Pope accepts resignations of St. Paul archbishop, auxiliary

By Maria Wiering
Catholic News Service

ST. PAUL, Minn. (CNS) — Pope Francis accepted the resignations June 15 of Archbishop John C. Nienstedt and Auxiliary Bishop Lee A. Piche of St. Paul and Minneapolis and named coadjutor Archbishop Bernard A. Hebda of Newark, New Jersey, a canon lawyer, to be apostolic administrator of the Minnesota archdiocese.

In a statement, Archbishop Nienstedt said he submitted his resignation to Pope Francis "to give the archdiocese a new beginning amidst the many challenges we face."

"The Catholic Church is not our church, but Christ’s church, and we are merely stewards for a time," he said. "My leadership has unfortunately drawn away from the good works of his church and those who perform them.
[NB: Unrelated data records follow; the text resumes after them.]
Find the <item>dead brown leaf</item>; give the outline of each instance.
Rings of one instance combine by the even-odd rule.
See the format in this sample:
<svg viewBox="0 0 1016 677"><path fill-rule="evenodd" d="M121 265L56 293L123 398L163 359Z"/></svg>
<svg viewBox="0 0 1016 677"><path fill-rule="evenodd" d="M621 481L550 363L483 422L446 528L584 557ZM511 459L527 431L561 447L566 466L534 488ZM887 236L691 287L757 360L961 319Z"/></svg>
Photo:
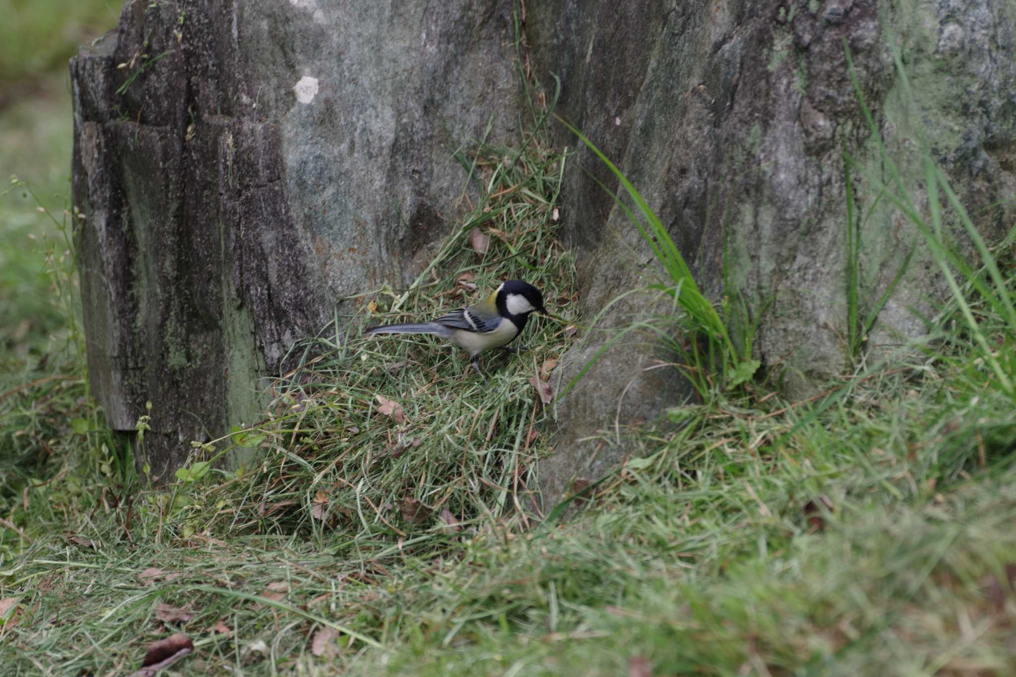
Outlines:
<svg viewBox="0 0 1016 677"><path fill-rule="evenodd" d="M554 367L558 365L557 357L552 357L551 359L545 359L543 365L539 367L539 380L548 381L551 378L551 371Z"/></svg>
<svg viewBox="0 0 1016 677"><path fill-rule="evenodd" d="M1004 574L1006 583L1003 584L994 573L990 573L980 580L980 591L985 599L998 607L1000 610L1006 605L1006 597L1009 591L1016 586L1016 562L1009 562L1005 565Z"/></svg>
<svg viewBox="0 0 1016 677"><path fill-rule="evenodd" d="M402 405L394 400L389 400L384 395L375 395L378 401L378 412L384 414L385 416L391 416L399 423L404 423L408 418L405 417L405 412L402 411Z"/></svg>
<svg viewBox="0 0 1016 677"><path fill-rule="evenodd" d="M204 628L204 631L212 633L217 632L218 634L225 634L228 637L233 636L233 630L230 629L230 626L227 625L221 618L216 620L215 624L211 627Z"/></svg>
<svg viewBox="0 0 1016 677"><path fill-rule="evenodd" d="M632 656L628 659L628 677L652 677L652 666L644 656Z"/></svg>
<svg viewBox="0 0 1016 677"><path fill-rule="evenodd" d="M462 525L458 523L458 520L455 519L455 516L447 507L441 511L441 522L444 524L444 530L449 534L462 531Z"/></svg>
<svg viewBox="0 0 1016 677"><path fill-rule="evenodd" d="M832 512L832 501L826 495L821 495L815 500L805 503L805 516L808 518L808 532L814 533L825 528L825 518L823 517L820 504L827 511Z"/></svg>
<svg viewBox="0 0 1016 677"><path fill-rule="evenodd" d="M409 363L408 361L406 361L406 360L404 360L404 359L400 359L400 360L398 360L397 362L388 362L387 364L385 364L385 365L384 365L384 367L385 367L385 368L386 368L386 369L387 369L387 370L388 370L388 371L389 371L390 374L395 374L395 373L397 373L397 371L398 371L399 369L403 368L403 367L404 367L404 366L405 366L406 364L408 364L408 363ZM360 430L357 430L357 432L359 432L359 431L360 431Z"/></svg>
<svg viewBox="0 0 1016 677"><path fill-rule="evenodd" d="M473 252L483 256L491 249L491 239L485 235L480 228L473 228L469 231L469 247L472 248Z"/></svg>
<svg viewBox="0 0 1016 677"><path fill-rule="evenodd" d="M4 616L10 613L11 609L15 609L17 606L19 597L5 597L0 600L0 627L7 628L8 630L15 625L17 625L17 617L20 615L20 610L15 610L11 617L5 622L3 620Z"/></svg>
<svg viewBox="0 0 1016 677"><path fill-rule="evenodd" d="M314 503L311 505L311 517L315 520L324 520L328 514L328 503Z"/></svg>
<svg viewBox="0 0 1016 677"><path fill-rule="evenodd" d="M194 642L183 632L171 634L148 647L141 669L131 673L131 677L151 677L160 670L168 668L194 651Z"/></svg>
<svg viewBox="0 0 1016 677"><path fill-rule="evenodd" d="M141 584L142 587L150 586L155 583L158 579L162 579L169 583L184 576L183 571L164 571L161 568L155 568L154 566L149 566L143 569L137 574L137 582Z"/></svg>
<svg viewBox="0 0 1016 677"><path fill-rule="evenodd" d="M99 549L99 541L92 541L87 538L81 538L80 536L68 536L68 543L73 543L74 545L79 545L82 548L91 548L92 550Z"/></svg>
<svg viewBox="0 0 1016 677"><path fill-rule="evenodd" d="M536 394L539 395L541 402L544 404L550 404L554 400L554 388L551 384L546 381L541 381L536 377L530 378L529 383L536 389Z"/></svg>
<svg viewBox="0 0 1016 677"><path fill-rule="evenodd" d="M338 650L335 645L336 636L338 636L338 630L333 627L319 628L314 633L314 638L311 639L311 653L315 656L327 655L328 658L331 658Z"/></svg>
<svg viewBox="0 0 1016 677"><path fill-rule="evenodd" d="M284 581L276 581L275 583L269 583L261 593L261 597L265 597L274 602L281 601L285 599L285 595L290 592L290 584Z"/></svg>
<svg viewBox="0 0 1016 677"><path fill-rule="evenodd" d="M399 498L398 510L402 513L402 519L409 524L420 524L427 521L433 512L416 498Z"/></svg>
<svg viewBox="0 0 1016 677"><path fill-rule="evenodd" d="M186 623L192 620L194 615L189 608L181 609L166 603L155 605L155 618L164 623Z"/></svg>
Thus, my decision to step down."

On June 5, the Ramsey County Attorney’s Office filed criminal and civil charges against the archdiocese alleging it failed to protect three boys who were sexually abused in 2008-2010 by Curtis Wehmeyer, a former priest of the archdiocese.

Wehmeyer was convicted of the abuse and is serving a five-year prison sentence. He was dismissed from the priesthood in March.
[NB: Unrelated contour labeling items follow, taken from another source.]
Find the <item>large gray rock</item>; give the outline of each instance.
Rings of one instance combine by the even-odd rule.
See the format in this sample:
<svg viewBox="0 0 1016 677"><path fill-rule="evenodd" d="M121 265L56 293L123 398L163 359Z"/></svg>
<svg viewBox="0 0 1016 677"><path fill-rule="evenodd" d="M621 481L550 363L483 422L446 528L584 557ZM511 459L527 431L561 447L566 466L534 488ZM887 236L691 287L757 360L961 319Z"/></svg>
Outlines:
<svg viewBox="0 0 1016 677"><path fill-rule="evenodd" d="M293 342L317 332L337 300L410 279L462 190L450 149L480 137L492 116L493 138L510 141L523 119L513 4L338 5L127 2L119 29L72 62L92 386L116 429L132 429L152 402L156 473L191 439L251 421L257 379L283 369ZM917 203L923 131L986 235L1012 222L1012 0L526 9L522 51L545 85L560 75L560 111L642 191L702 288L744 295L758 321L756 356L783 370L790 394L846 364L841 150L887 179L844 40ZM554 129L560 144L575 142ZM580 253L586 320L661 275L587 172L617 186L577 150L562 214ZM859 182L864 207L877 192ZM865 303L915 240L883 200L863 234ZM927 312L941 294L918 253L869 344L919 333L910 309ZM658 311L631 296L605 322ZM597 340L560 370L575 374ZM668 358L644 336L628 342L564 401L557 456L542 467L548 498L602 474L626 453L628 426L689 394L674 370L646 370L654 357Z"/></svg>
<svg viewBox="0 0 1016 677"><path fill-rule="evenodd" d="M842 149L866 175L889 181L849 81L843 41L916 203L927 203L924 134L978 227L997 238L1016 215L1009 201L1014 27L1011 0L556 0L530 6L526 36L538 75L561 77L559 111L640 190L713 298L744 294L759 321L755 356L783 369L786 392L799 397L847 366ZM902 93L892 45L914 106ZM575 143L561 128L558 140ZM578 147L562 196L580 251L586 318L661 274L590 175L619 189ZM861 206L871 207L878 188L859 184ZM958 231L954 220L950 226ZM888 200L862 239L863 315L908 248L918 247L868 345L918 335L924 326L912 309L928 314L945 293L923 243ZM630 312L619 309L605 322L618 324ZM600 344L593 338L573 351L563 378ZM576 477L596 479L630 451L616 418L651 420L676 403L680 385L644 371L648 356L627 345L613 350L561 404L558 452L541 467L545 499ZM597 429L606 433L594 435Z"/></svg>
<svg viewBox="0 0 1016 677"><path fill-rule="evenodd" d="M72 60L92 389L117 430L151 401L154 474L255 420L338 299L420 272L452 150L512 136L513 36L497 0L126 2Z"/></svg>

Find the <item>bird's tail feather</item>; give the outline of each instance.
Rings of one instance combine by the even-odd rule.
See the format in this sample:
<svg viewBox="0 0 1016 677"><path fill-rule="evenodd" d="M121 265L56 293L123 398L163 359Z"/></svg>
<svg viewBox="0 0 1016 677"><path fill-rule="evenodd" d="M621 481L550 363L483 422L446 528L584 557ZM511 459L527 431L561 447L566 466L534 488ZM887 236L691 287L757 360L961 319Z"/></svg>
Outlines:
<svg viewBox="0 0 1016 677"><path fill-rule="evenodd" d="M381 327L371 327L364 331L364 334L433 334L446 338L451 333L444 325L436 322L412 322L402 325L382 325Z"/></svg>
Archbishop Nienstedt, 68, was appointed coadjutor archbishop of St. Paul and Minneapolis in 2007, and installed as its archbishop in June 2008, succeeding Archbishop Harry J. Flynn, who retired.

Previously, Archbishop Nienstedt was bishop of New Ulm, Minnesota, from 2001 to 2007, and auxiliary bishop of Detroit from 1996 to 2001.
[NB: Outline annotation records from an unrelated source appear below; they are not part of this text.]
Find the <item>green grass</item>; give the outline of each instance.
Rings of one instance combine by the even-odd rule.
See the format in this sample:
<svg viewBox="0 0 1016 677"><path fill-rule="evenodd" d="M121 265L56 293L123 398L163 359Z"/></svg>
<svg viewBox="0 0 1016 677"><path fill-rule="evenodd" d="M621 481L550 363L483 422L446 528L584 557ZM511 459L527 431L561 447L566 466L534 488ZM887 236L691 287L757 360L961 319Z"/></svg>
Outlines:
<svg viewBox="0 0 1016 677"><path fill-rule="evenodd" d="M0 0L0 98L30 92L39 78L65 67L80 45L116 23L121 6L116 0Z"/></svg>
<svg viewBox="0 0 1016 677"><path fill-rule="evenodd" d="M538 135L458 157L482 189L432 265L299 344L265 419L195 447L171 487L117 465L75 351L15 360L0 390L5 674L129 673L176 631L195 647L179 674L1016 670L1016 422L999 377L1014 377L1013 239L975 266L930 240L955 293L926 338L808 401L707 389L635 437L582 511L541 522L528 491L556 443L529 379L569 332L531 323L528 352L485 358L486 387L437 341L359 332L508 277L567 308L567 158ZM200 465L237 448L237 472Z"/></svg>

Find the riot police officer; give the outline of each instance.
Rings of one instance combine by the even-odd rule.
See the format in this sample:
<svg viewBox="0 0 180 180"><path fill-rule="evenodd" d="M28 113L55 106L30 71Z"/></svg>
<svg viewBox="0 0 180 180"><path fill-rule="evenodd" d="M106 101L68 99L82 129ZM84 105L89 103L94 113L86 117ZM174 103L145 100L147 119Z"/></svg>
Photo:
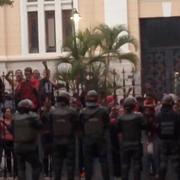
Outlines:
<svg viewBox="0 0 180 180"><path fill-rule="evenodd" d="M98 94L90 90L86 97L86 108L80 113L80 121L83 131L83 151L85 163L85 178L91 180L93 175L93 160L98 156L102 176L109 180L109 169L107 162L107 140L106 130L109 126L108 111L97 104Z"/></svg>
<svg viewBox="0 0 180 180"><path fill-rule="evenodd" d="M18 103L18 112L14 117L15 153L18 164L18 179L26 180L25 164L32 167L32 179L39 180L41 163L38 155L38 134L42 128L39 116L31 112L33 103L29 99Z"/></svg>
<svg viewBox="0 0 180 180"><path fill-rule="evenodd" d="M118 118L118 129L121 133L122 180L128 180L132 160L134 180L141 179L141 131L146 127L146 123L141 113L134 112L135 106L134 97L126 98L125 113Z"/></svg>
<svg viewBox="0 0 180 180"><path fill-rule="evenodd" d="M69 106L70 96L67 92L61 92L57 97L57 104L52 112L53 132L53 168L54 180L61 179L63 161L67 158L68 180L74 180L75 171L75 139L78 125L78 113Z"/></svg>
<svg viewBox="0 0 180 180"><path fill-rule="evenodd" d="M178 144L180 119L178 114L173 111L173 105L172 96L165 95L162 99L162 108L156 117L158 136L160 138L160 180L165 180L170 156L172 157L172 166L177 173L178 180L180 179Z"/></svg>

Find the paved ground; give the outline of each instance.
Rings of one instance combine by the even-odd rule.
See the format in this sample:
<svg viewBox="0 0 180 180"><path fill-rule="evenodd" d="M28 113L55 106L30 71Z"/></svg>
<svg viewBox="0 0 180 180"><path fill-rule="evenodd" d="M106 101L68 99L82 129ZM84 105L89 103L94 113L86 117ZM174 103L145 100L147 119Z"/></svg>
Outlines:
<svg viewBox="0 0 180 180"><path fill-rule="evenodd" d="M169 163L170 164L170 163ZM94 177L92 180L102 180L102 177L101 177L101 172L100 172L100 165L98 162L96 162L95 164L95 173L94 173ZM171 165L169 165L169 171L167 173L167 179L166 180L176 180L175 176L174 176L174 173L173 173L173 170L171 168ZM131 177L130 180L132 180L133 178ZM0 178L0 180L18 180L17 178L14 179L14 178ZM28 178L27 180L31 180L30 178ZM53 178L42 178L41 180L53 180ZM65 172L64 172L64 178L62 178L62 180L66 180L65 178ZM75 180L80 180L78 177L76 177ZM84 178L82 178L81 180L85 180ZM118 179L114 179L113 177L111 178L111 180L120 180L119 178ZM145 172L143 172L142 174L142 180L154 180L154 178L150 178L148 177Z"/></svg>

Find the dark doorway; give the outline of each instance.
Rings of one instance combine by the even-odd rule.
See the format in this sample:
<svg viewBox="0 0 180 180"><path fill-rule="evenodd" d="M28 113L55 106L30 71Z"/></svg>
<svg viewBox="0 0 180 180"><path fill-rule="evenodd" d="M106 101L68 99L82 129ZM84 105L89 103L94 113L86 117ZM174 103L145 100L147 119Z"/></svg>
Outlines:
<svg viewBox="0 0 180 180"><path fill-rule="evenodd" d="M180 95L180 17L140 19L142 91Z"/></svg>

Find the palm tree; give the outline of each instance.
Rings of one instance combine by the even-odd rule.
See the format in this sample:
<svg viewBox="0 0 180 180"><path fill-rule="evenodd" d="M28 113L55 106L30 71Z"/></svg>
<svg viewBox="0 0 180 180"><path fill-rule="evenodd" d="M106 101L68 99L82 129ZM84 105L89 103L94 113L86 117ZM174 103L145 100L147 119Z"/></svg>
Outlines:
<svg viewBox="0 0 180 180"><path fill-rule="evenodd" d="M12 0L0 0L0 6L12 5L12 4L13 4Z"/></svg>
<svg viewBox="0 0 180 180"><path fill-rule="evenodd" d="M138 57L134 52L122 51L122 46L125 44L132 44L137 50L137 42L131 36L127 28L123 25L109 27L101 24L95 28L95 32L99 34L99 45L101 48L101 56L105 57L105 71L104 71L104 88L107 88L107 76L109 72L110 61L113 59L128 60L136 67Z"/></svg>
<svg viewBox="0 0 180 180"><path fill-rule="evenodd" d="M60 58L60 63L72 65L67 76L72 82L76 82L77 93L79 93L79 85L83 88L87 82L88 69L92 69L92 64L100 59L95 53L99 45L99 36L96 35L86 29L84 32L80 31L75 37L70 37L64 44L64 49L68 54Z"/></svg>

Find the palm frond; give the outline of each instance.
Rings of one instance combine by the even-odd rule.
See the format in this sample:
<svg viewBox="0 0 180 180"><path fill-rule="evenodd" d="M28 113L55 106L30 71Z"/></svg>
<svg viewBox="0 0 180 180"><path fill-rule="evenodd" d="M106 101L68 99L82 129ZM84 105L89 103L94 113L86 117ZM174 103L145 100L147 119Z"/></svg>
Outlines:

Bishop Piche, 57, was ordained as an auxiliary for St. Paul and Minneapolis in 2009.

Archbishopd Hebda plans to serve both the Minnesota and Newark archdioceses until Pope Francis names Archbishop Nienstedt’s successor.

The Archdiocese of St. Paul and Minneapolis filed in January for reorganization under Chapter 11 of the U.S. Bankruptcy Code amid mounting claims of clergy sexual abuse. In 2013, the Minnesota Legislature lifted the civil statute of limitations on claims of child sexual abuse for a three-year period.

In May, the archdiocese announced that it would sell archdiocesan offices, including the archbishop’s residence, as part of the reorganization.

Barbara Dorris, outreach director of the Survivors Network of Those Abused by Priests, known as SNAP, welcomed the resignations. But she said that "one or two or three small steps doesn’t erase decades of complicity," and added that Pope Francis’ "public relations advisers are trying hard to burnish his imagine prior to his U.S. trip."